Ha ricavato prima tanti cilindri alti 15 - 20 cm poi, tagliandoli a forma trapezoidale, da ogni cilindro ha ricavato 4 coppi.tubi di cartone tagliati
Con il trapano ho fatto un buchino in alto in modo che fosse possibile poi inserire un nastrino per appenderli.
coppi grezzi
Ne abbiamo fatti tanti... e poi li abbiamo fatti decorare ai bambini.
Uno di quelli che decoravano potevano portarlo a casa, gli altri erano a disposizione di altre persone che, con una piccola offerta, potevano prenderli come ricordo della festa.

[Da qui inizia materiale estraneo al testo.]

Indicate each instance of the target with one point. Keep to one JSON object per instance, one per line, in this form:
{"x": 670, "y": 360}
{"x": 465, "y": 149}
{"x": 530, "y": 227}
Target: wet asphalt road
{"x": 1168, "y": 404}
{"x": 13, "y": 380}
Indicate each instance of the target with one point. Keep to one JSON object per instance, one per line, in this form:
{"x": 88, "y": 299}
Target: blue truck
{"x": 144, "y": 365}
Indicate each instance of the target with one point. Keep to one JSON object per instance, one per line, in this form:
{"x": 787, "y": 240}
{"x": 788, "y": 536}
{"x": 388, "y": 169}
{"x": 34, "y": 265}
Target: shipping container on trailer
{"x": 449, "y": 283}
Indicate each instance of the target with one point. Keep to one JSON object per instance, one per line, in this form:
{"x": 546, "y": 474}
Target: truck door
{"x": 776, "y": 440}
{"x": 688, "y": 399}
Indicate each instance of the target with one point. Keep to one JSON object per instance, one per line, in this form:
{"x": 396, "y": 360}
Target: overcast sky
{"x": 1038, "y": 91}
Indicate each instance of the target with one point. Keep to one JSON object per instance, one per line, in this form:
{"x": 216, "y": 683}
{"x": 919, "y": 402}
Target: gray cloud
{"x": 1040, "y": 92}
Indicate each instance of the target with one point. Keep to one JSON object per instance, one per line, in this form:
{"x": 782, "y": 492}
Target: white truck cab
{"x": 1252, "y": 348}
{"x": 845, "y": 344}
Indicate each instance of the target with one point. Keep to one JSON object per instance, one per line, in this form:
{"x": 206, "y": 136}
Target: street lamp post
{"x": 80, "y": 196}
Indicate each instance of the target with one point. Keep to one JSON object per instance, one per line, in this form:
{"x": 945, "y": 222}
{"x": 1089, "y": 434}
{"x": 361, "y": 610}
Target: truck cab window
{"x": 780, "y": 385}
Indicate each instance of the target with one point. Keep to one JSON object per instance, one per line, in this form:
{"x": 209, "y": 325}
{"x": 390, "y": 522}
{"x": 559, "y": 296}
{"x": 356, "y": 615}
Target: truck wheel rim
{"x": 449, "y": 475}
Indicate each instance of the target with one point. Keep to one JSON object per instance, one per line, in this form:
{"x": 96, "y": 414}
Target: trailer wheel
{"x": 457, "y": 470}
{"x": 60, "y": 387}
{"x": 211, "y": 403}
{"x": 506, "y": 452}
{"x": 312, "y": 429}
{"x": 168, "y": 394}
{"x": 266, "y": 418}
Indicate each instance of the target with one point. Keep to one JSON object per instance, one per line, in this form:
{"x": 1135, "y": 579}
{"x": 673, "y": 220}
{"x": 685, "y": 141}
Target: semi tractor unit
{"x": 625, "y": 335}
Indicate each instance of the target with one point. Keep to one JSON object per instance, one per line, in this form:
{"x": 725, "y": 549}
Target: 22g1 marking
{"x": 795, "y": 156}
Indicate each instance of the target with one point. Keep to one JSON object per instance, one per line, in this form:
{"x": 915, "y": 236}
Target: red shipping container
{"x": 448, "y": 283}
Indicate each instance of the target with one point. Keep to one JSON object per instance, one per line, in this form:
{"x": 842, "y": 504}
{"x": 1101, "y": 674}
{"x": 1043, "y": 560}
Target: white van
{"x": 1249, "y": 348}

Per decorarli abbiamo usato diverse tecniche:
* pittura acrilica e poi un ulteriore decoro con i pennarelloni UNI POSCA...
coppi decorati pennarelli
* decoupage con pagine di vecchi fumetti...
coppi decorati fumetti
* sempre pittura acrilica e decorazione aggiuntiva incollando piccole fustelline di carta...
coppi decorati con fustellate
* decoupage con ritagli di carta velina...

coppi decorati cartavelina
* sempre decoupage usando immagini trovate in normalissimi quotidiani (in questo caso la pagina delle previsioni del tempo...)
Il laboratorio l'ho chiamato "ADOTTA UN COPPO"! 
In fin dei conti, come dicevo prima, il patronato è un po' la casa di tutta la comunità quindi ognuno dovrebbe sentire l'impegno di contribuire alle spese che la sua gestione comporta, ovviamente a seconda delle possibilità di ciascuno.
La spesa per il rifacimento del tetto è molto alta, ma magari l'estate prossima ci sarà  "ADOTTA UN COPPO 2"!